At the NewSchools Venture Fund Summit this morning, News Corp. executive and former NYC schools chancellor Joel Klein claimed that "most" teachers believe the traditional teacher credentialing process–coursework and student teaching followed by a state certification exam–is useless.
"Most of the people who've gone through it don't think the credential is valuable," Klein said.
There are very few polls of the American teacher corps, but the surveys that do exist show Klein is mischaracterizing teachers' views. The majority of teachers believe there is value in entering the profession only after studying education and pedagogy both as a student and a student-teacher, and then taking a certification exam. What's more, teachers who do come into the profession through accelerated, alternative-route programs are the most likely to feel unprepared during their first year in the classroom.
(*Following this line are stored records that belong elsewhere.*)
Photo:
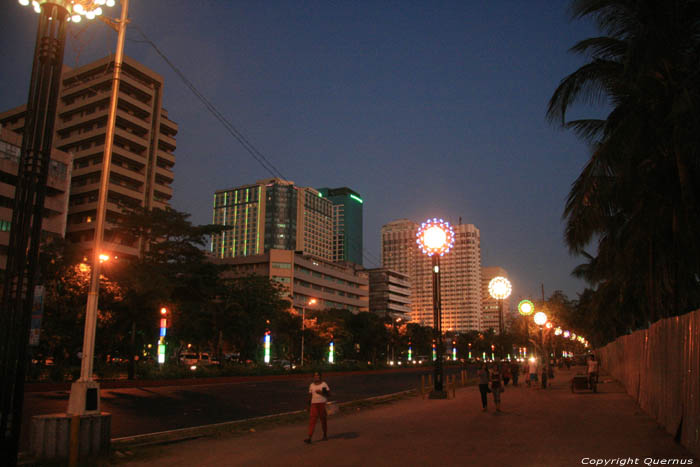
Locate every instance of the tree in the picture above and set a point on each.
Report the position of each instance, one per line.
(636, 199)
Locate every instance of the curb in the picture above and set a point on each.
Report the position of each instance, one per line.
(186, 434)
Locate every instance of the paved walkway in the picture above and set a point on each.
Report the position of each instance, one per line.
(551, 427)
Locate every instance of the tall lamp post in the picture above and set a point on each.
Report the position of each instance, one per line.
(435, 238)
(85, 392)
(30, 192)
(526, 308)
(540, 320)
(500, 289)
(311, 302)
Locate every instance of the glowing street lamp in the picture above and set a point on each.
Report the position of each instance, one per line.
(435, 237)
(28, 210)
(163, 330)
(311, 302)
(500, 289)
(526, 307)
(77, 403)
(267, 340)
(540, 320)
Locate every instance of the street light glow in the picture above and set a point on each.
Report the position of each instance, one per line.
(540, 318)
(526, 307)
(500, 288)
(435, 237)
(76, 8)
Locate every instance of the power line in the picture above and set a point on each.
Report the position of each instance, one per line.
(240, 137)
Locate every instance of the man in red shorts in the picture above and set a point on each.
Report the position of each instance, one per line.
(318, 396)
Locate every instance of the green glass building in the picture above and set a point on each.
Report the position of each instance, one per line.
(347, 223)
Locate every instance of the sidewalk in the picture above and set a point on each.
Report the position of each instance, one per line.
(551, 427)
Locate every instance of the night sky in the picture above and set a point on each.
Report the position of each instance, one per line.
(427, 109)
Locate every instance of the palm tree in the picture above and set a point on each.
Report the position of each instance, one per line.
(637, 197)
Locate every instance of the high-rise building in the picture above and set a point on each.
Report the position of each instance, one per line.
(56, 201)
(347, 224)
(489, 311)
(303, 277)
(142, 161)
(272, 214)
(460, 274)
(389, 293)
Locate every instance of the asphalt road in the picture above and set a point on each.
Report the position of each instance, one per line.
(152, 409)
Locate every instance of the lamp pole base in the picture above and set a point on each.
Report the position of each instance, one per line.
(84, 398)
(435, 394)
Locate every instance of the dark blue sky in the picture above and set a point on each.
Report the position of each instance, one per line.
(425, 108)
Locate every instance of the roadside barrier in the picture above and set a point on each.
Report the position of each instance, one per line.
(660, 368)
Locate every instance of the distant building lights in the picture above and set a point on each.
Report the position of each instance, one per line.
(435, 237)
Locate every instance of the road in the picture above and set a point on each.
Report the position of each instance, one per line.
(537, 428)
(152, 409)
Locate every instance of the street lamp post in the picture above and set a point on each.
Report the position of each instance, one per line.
(526, 308)
(28, 207)
(540, 320)
(500, 289)
(435, 238)
(312, 301)
(85, 392)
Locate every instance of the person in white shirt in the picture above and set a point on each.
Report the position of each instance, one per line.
(593, 367)
(318, 396)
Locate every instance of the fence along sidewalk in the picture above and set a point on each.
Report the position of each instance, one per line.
(660, 369)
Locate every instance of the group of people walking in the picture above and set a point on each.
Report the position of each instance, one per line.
(494, 378)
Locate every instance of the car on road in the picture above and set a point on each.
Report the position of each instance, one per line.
(189, 358)
(279, 363)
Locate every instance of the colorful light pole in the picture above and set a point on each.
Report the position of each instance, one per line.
(163, 330)
(435, 237)
(500, 288)
(267, 342)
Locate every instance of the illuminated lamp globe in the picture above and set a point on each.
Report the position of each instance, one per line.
(500, 288)
(526, 308)
(435, 237)
(540, 318)
(76, 8)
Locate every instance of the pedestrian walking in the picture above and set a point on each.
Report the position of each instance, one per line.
(515, 371)
(484, 379)
(318, 396)
(496, 387)
(532, 369)
(545, 373)
(505, 371)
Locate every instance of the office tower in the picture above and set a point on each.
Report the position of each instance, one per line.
(303, 277)
(272, 214)
(460, 274)
(142, 161)
(347, 223)
(489, 311)
(58, 183)
(389, 293)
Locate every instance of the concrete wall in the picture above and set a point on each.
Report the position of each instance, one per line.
(660, 369)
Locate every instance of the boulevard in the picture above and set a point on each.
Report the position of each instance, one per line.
(142, 410)
(552, 427)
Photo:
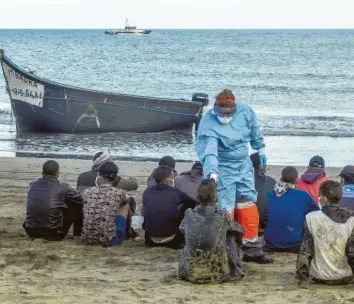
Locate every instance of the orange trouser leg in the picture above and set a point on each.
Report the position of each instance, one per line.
(248, 218)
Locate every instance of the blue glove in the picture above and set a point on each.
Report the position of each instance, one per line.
(214, 177)
(262, 161)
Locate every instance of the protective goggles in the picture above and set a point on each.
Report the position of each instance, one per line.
(225, 112)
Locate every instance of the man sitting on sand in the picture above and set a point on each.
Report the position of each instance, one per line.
(327, 250)
(263, 184)
(287, 208)
(52, 206)
(189, 181)
(211, 253)
(312, 179)
(164, 161)
(163, 210)
(89, 179)
(347, 181)
(106, 210)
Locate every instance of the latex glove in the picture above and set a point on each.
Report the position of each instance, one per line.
(262, 158)
(214, 177)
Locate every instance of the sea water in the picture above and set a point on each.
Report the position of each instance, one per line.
(299, 82)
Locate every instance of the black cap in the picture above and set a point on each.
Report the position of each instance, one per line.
(108, 170)
(317, 162)
(197, 165)
(255, 160)
(348, 171)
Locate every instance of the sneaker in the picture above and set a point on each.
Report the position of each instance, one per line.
(264, 259)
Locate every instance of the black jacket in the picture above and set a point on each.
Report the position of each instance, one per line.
(263, 184)
(45, 200)
(88, 180)
(163, 209)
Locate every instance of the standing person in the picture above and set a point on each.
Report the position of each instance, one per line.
(287, 208)
(312, 179)
(210, 255)
(224, 135)
(263, 184)
(347, 181)
(106, 210)
(52, 206)
(163, 210)
(164, 161)
(327, 250)
(90, 178)
(188, 182)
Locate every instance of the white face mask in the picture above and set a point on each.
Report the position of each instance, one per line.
(224, 120)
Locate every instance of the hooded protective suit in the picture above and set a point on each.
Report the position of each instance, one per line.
(224, 149)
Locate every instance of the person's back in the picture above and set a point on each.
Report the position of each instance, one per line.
(45, 200)
(347, 180)
(327, 250)
(313, 178)
(189, 181)
(89, 179)
(205, 257)
(52, 206)
(163, 208)
(263, 183)
(164, 161)
(287, 208)
(102, 210)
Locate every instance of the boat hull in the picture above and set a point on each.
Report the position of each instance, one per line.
(40, 105)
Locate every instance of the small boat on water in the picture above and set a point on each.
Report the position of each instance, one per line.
(41, 105)
(129, 29)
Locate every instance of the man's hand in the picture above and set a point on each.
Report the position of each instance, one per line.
(214, 177)
(262, 161)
In 2007 Public Agenda surveyed 865 first-year teachers in high-needs schools, some of whom had graduated from traditional teaching programs, others who entered the profession through Teach for America, the New Teacher Project, and Troops to Teachers. Eighty percent of the teachers with traditional training reported feeling prepared during their first year on the job, compared to just 50 percent of the alternative-certification teachers. More than half of alt-route teachers said they hadn't spent enough time training with an experienced mentor teacher; only 20 percent of traditionally-trained teachers felt the same.
That same year, Education Sector, a think tank that supports alternative-certification programs, polled 1,010 teachers on hot-button issues in school reform. While 54 percent of respondents supported efforts to recruit career-changers into teaching, just 43 percent liked the idea of replacing traditional teacher-training and certification with on-the-job "supervision, observation, and mentoring."
"Most" teachers, it turn outs, want more preparation for the classroom, not less.